A good researcher seeks multiple sources of data to answer a research question. These data may be results from clinical trials, financial transactions, or even survey data. Often, these do not all stem from a single source, and possess small or large differences in research methods. How does one make sense of these disparate pieces of information and bring them together for better research? In an effort to integrate disparate data and provide better analyses, researchers often rely on a process called data harmonization.
What is data harmonization and why is it important?
Data harmonization is the process by which data from heterogeneous sources are combined into a unified, cohesive data product. It is inherently a research activity and success depends on an understanding of the research objectives, the idiosyncrasies of the data, and how these data will be translated into actionable results for specific target audiences.
Data harmonization is a very powerful research tool because it helps provide and maximize analytical capacity. This is important when, for example, attempting to examine historical trends but no consistent tracking surveys exist. Similarly, data harmonization may be highly important when one is researching a long-standing survey whose methods (and hence metric comparability) may have changed. Without these practices, researchers would not be able to (or would certainly be hindered) in scientifically examining certain issues or topics.
Common obstacles and FMG’s approach
A significant obstacle facing successful and sophisticated data harmonization is a lack of consistency in applying decision-making rules to preserve data quality. Good data harmonization requires a consistent protocol due to the variety of complex and ambiguous situations inherent to it. Often times, researchers are simply concerned with an end goal and do not focus on generating a sound foundation before beginning data harmonization. The absence of a protocol might cause researchers to arrive at differing decisions or results on separate occasions or with a different team of analysts.
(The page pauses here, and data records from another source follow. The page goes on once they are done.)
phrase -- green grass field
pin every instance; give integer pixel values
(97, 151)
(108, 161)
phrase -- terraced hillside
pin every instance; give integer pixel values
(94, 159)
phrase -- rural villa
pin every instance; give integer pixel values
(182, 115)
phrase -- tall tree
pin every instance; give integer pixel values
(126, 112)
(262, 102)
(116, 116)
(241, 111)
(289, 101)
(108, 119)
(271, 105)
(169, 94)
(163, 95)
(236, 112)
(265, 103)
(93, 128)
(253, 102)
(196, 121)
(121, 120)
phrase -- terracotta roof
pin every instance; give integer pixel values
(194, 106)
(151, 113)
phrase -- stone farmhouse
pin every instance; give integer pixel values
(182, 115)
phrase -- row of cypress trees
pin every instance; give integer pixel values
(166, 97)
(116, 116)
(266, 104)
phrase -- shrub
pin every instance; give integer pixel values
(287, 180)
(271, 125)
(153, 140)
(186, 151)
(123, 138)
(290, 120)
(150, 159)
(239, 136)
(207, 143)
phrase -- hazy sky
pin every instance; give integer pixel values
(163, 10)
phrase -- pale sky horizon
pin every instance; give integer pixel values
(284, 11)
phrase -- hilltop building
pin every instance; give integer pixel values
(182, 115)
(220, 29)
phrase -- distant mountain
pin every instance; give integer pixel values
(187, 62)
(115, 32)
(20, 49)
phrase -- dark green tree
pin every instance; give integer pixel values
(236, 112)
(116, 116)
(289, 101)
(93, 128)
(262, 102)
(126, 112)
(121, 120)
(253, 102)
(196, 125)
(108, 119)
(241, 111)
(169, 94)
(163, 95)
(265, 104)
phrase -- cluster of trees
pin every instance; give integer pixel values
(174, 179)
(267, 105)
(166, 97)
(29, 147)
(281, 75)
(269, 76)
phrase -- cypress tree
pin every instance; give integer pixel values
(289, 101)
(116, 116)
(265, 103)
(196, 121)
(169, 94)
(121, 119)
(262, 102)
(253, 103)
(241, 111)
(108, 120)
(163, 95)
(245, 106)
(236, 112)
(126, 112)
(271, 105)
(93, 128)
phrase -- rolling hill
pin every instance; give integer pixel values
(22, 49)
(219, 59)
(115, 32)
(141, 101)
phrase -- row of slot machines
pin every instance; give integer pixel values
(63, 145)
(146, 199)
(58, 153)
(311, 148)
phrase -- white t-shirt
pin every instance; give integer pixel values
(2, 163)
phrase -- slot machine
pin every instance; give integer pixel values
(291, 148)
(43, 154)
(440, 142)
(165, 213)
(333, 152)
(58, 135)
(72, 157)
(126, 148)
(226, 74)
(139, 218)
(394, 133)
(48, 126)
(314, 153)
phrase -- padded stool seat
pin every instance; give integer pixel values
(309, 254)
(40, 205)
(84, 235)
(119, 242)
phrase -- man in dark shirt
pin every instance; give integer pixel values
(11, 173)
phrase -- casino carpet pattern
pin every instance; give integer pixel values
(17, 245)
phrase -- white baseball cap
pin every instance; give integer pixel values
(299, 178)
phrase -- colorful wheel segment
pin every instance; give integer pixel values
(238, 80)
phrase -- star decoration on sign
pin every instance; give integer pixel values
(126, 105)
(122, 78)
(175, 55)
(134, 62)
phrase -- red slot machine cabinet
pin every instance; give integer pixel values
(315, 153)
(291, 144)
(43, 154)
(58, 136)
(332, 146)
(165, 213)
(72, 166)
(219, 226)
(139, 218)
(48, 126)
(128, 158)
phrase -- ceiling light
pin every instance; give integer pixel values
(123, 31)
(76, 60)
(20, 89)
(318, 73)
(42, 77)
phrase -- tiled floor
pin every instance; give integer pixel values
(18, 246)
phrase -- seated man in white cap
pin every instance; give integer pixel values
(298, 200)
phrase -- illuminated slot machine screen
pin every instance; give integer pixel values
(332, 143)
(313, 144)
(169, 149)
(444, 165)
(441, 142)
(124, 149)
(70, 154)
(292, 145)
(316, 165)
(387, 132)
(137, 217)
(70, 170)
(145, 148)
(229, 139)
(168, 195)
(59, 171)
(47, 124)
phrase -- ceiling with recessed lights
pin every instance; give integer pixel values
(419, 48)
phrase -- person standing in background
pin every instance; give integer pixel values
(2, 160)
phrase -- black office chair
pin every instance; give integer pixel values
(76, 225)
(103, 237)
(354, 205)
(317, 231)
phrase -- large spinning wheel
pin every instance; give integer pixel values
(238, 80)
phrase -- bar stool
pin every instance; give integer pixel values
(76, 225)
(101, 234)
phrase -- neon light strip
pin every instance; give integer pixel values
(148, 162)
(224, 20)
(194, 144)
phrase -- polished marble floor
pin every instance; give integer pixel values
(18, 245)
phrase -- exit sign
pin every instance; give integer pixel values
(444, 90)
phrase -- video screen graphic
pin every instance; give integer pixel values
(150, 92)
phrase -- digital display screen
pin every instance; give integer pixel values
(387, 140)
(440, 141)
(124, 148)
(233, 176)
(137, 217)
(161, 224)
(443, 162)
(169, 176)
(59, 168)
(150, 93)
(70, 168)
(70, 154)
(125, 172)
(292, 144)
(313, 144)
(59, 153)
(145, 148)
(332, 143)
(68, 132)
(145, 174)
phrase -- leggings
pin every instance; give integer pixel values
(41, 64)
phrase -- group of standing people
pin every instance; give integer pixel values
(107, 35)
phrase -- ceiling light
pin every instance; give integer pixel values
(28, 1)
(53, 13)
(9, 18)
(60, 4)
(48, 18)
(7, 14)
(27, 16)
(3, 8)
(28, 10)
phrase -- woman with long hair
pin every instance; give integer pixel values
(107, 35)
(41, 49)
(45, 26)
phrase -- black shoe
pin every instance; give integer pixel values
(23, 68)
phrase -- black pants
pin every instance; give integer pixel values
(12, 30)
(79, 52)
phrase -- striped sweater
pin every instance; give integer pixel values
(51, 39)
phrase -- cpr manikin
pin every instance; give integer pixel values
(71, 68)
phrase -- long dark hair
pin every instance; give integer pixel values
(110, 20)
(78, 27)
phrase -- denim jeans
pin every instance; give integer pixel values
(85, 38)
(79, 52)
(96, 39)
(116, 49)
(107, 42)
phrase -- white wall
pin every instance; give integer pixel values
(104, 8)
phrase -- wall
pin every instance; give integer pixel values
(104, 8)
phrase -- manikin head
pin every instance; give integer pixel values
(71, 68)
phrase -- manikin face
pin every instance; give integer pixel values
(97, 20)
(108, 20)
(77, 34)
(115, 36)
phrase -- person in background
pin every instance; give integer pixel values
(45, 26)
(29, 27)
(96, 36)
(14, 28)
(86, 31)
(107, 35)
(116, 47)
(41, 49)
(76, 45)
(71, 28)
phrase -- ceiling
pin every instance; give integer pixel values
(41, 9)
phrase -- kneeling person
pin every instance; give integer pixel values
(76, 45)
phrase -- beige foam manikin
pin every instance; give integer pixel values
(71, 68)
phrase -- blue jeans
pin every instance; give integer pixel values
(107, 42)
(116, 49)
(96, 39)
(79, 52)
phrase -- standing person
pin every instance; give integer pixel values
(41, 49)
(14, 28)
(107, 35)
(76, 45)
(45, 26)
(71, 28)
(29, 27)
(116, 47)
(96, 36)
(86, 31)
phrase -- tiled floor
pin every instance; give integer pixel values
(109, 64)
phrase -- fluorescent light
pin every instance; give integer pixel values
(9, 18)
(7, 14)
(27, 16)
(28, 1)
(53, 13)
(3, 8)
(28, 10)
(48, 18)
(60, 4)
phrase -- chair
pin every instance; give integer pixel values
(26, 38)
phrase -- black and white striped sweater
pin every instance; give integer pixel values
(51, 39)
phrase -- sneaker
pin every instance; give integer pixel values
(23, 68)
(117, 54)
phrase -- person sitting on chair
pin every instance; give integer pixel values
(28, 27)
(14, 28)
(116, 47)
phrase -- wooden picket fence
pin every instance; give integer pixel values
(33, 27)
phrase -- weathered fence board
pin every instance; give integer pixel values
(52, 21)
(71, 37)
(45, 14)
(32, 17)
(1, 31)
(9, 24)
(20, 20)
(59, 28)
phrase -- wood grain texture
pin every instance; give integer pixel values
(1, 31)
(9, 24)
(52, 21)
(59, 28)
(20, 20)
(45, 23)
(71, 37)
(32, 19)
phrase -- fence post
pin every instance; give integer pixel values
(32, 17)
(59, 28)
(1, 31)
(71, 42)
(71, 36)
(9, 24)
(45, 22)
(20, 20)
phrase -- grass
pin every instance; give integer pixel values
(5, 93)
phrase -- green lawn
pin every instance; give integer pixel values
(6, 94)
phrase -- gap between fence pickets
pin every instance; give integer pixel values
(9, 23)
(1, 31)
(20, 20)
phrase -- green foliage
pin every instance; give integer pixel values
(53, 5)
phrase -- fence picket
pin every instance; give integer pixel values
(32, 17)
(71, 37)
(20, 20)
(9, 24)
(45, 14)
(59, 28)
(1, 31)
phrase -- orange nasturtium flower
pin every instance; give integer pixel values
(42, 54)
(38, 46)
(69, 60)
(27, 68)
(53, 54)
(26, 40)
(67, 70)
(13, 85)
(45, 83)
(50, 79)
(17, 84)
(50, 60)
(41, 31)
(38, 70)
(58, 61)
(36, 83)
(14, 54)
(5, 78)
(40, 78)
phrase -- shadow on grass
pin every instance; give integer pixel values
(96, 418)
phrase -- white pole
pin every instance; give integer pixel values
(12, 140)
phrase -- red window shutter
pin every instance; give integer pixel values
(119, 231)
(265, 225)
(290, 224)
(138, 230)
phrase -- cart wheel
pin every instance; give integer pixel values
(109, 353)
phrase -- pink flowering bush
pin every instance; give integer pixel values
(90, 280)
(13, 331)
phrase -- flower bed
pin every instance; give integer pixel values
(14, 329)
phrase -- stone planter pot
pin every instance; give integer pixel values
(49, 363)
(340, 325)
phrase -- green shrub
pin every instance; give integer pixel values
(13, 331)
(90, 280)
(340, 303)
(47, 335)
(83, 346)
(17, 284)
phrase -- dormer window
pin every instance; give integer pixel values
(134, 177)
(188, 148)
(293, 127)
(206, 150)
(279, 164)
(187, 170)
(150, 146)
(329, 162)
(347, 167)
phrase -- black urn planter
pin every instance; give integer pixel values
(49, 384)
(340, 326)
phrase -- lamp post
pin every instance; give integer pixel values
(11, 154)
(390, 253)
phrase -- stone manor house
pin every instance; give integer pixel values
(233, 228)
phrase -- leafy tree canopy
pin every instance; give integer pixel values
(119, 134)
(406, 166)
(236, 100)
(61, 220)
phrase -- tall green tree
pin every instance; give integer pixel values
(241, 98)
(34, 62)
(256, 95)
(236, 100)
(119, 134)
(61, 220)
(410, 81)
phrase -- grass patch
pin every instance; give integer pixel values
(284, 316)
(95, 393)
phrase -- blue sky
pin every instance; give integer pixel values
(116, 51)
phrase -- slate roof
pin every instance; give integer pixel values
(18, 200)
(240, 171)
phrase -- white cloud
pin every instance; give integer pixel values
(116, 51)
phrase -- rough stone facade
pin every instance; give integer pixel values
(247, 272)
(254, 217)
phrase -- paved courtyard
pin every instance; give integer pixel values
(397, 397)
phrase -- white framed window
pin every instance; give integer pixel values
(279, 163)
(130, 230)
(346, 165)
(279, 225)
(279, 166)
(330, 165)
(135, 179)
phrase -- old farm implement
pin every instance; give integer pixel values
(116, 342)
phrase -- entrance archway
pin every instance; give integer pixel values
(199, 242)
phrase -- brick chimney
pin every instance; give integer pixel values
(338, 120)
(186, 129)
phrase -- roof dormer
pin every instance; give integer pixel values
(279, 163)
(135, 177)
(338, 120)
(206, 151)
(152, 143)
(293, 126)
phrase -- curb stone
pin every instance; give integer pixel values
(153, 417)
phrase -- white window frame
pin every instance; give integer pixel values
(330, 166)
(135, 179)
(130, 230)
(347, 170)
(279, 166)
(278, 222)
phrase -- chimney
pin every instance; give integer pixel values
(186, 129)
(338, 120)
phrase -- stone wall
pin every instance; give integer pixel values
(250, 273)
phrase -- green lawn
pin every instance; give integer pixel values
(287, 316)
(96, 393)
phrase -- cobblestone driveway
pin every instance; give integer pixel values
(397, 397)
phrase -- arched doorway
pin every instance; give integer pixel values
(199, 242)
Furthermore, it is essential to also take into account conventions surrounding a particular data source.
FMG Team has designed and applies a rigorous approach to performing data harmonization tasks. This approach, composed of four pillars and termed ARMA, is what guides decision-making at the various data harmonization stages and crossroads. Its consistency ensures reproducible and defensible findings.
The value of the ARMA methodology is that it partners the FMG Team and the client to deal with data harmonization challenges in unison. Most importantly, it provides a blueprint for tests, both analytical and methodological, that can be used to resolve data harmonization challenges systematically. The ARMA methodology is adaptable to each client and helps FMG quickly move through the various stages of data harmonization. All of these stages rest on our ARMA methodology, and are focused on understanding, cataloguing, and using metadata as this is the best source of information in making effective data harmonization decisions.
The best advice the FMG Team can offer with regards to data harmonization is to be: methodic, detailed, and deliberate. First, it is highly important to establish and consistently follow a method for arriving at data harmonization decisions. These decisions should be guided by a detailed focus on understanding the limitations and caveats surrounding the data sources. Finally, these decisions should be subject to sufficient deliberation as they are bound to have significant impacts on potential findings.
Ultimately, data harmonization is often very challenging. Success depends on good planning, attention to detail, and above all an appreciation of how compiling data from different sources may or may not present an opportunity to expand the knowledge base for a particular topic.